Take a Look, It's in a Book
By Susan Jacoby, Librarian
“Do your kids read books?”
Taking a coffee break between workshops at a national conference about a year ago, I had struck up a conversation with a woman sitting near me who, it turned out, was also a school librarian. We’d spent a pleasant few minutes happily talking all kinds of esoteric “library stuff” that almost no one else is interested in when, out of the blue, she put this question to me.
“Do your kids read books?”
At first I was startled. Then confused. The woman must have read the look on my face, because she then clarified. “At my school,” she said, “past third grade no one comes into the library for books anymore – they’re all reading on their devices.”
So many things went through my mind: This is one of my worst fears. Will she think we’re weird when I tell her that our kids DO, indeed, read actual books? Am I deluding myself? Is it only a matter of time before books go the way of the dinosaur?
And then I took a deep breath and told her what our library is like. I told her that kids do, indeed, read actual books well past third grade. As I talked, I relaxed. I talked about how kids run in and out of our library all day long. I smiled as I recalled the myriad conversations I have with children every day about books – actual, hold- in-your-hands, turn-the-next-page, use-a-physical-bookmark books.
“Susan, have you got the tenth Diary of a Wimpy Kid yet? Can I have it first, pleaaaaase?”
“Susan, you really have to get the Land of Stories series for the library, it’s SO good!”
“Susan, I’m looking for books on old people – can you help me find one?”
“Susan, I can’t believe Tui T. Sutherland actually lives here – I thought all the famous authors lived in L.A. or something…”
Okay, some days I want to change my name – but honestly, I wouldn’t trade a little solitude to get some work done for these precious moments of interaction with kids around books.
And no, I am not opposed to other forms of reading. Many children I know also read on devices, as do I. And I love listening to a well-narrated audiobook as much as many of the kids do. I just think of these modes of reading as being in addition to, rather than instead of, reading physical books with their creamy pages, their artful jacket covers, their heft and weight in your hands.
And I think most of the children with whom I work agree. In September, I surveyed the sixth grade class about modes of reading. Most of them do take advantage of multiple modalities – but a surprising number (in fact, a majority) registered a preference for a physical book.
Recently, we held our annual Atrium Fall Book and Game Fair, in conjunction with two local vendors, Porter Square Books of Cambridge and Gamewright of Newton. Weeks before, I had kids asking me, “Are we having a book fair? When’s it going to be?” When I asked the 3rd – 5th graders to make posters to advertise the fair, they couldn’t wait to help, and came up with colorful, vibrant creations that they gleefully posted all over the building.
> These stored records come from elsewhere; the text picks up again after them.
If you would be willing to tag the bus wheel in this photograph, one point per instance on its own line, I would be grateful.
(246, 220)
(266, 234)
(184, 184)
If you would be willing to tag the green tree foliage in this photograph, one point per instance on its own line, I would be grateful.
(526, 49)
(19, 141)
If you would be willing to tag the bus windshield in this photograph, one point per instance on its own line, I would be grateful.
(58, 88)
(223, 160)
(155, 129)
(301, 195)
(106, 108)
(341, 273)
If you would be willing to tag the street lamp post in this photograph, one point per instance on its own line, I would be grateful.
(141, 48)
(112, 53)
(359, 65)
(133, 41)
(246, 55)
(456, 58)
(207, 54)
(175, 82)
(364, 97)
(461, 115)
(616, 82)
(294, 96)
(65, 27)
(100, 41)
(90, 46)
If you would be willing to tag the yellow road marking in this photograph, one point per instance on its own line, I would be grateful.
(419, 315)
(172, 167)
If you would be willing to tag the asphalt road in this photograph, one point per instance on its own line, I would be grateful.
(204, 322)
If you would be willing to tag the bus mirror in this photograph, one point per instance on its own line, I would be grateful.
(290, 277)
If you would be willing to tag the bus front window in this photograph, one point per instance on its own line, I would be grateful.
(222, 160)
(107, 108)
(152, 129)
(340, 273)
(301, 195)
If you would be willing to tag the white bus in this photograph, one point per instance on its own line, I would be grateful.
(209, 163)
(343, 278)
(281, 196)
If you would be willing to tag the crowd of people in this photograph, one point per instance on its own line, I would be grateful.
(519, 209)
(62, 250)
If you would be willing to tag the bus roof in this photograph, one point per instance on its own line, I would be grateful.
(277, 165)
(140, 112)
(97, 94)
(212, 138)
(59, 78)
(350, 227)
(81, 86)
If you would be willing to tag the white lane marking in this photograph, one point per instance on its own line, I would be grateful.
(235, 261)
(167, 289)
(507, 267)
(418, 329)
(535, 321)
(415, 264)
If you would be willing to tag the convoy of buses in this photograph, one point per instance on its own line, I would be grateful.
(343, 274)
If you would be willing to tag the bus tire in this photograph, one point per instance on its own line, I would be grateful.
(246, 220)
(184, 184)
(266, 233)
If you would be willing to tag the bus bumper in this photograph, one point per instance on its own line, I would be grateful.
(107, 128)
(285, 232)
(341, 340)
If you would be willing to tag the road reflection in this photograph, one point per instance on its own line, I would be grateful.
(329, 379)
As our incredibly hard-working parent volunteers (who do ALL the heavy-lifting for our book fairs) began setting up the bookshelves the night before the fair, children hovered, some literally jumping up and down, in their excitement to get at the books. They were also excited (and some just a bit shy) to meet the four “real-live authors” whom Atrium parent and YA author Diana Renn brought to our school to sign books at the fair. Our students enjoyed having the opportunity to meet with Jen Malone, Deborah Sosin, Ammi-Joan Paquette and Josh Funk.
One third grader visited me in the library on the second day of the fair, to show me her copy of the new, illustrated Harry Potter. “I thought there were no pictures of Hermione, but look, here’s one!” We both agreed it was just how we envisioned her in our minds. “I hope you’re going to get this for the library,” several children told me, and I promised that I would.
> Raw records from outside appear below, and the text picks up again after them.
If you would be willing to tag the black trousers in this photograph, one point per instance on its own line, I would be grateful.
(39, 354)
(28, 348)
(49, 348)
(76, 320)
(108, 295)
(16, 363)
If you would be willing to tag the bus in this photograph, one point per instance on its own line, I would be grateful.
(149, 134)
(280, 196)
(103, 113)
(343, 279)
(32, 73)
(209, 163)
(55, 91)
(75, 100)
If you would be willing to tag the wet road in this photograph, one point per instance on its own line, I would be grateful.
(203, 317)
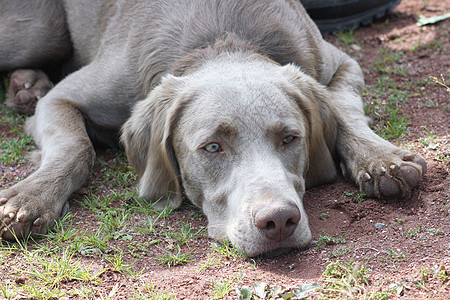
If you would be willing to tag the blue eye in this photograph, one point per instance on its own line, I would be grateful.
(212, 148)
(288, 139)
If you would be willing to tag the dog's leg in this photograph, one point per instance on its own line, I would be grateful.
(67, 155)
(378, 167)
(59, 129)
(26, 87)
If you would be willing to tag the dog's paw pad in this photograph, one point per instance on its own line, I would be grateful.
(392, 175)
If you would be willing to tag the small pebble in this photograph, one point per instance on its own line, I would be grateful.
(379, 225)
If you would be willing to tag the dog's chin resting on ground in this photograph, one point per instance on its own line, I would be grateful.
(238, 106)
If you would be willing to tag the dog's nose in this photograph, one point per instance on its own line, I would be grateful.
(277, 222)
“Do your kids read books?” Yes. They do. All the time. True, some children seem to eat books for breakfast, lunch, and dinner, while others are more reluctant readers; but even these can often be found during library time poring over a copy of the Guinness Book of World Records or waiting for the latest Wimpy Kid or new offering from Rick Riordan (best friends of many a “reluctant reader”).
And so, as I recall that conversation over a year later, I find myself feeling very, very thankful for Atrium’s wonderful community of book enthusiasts.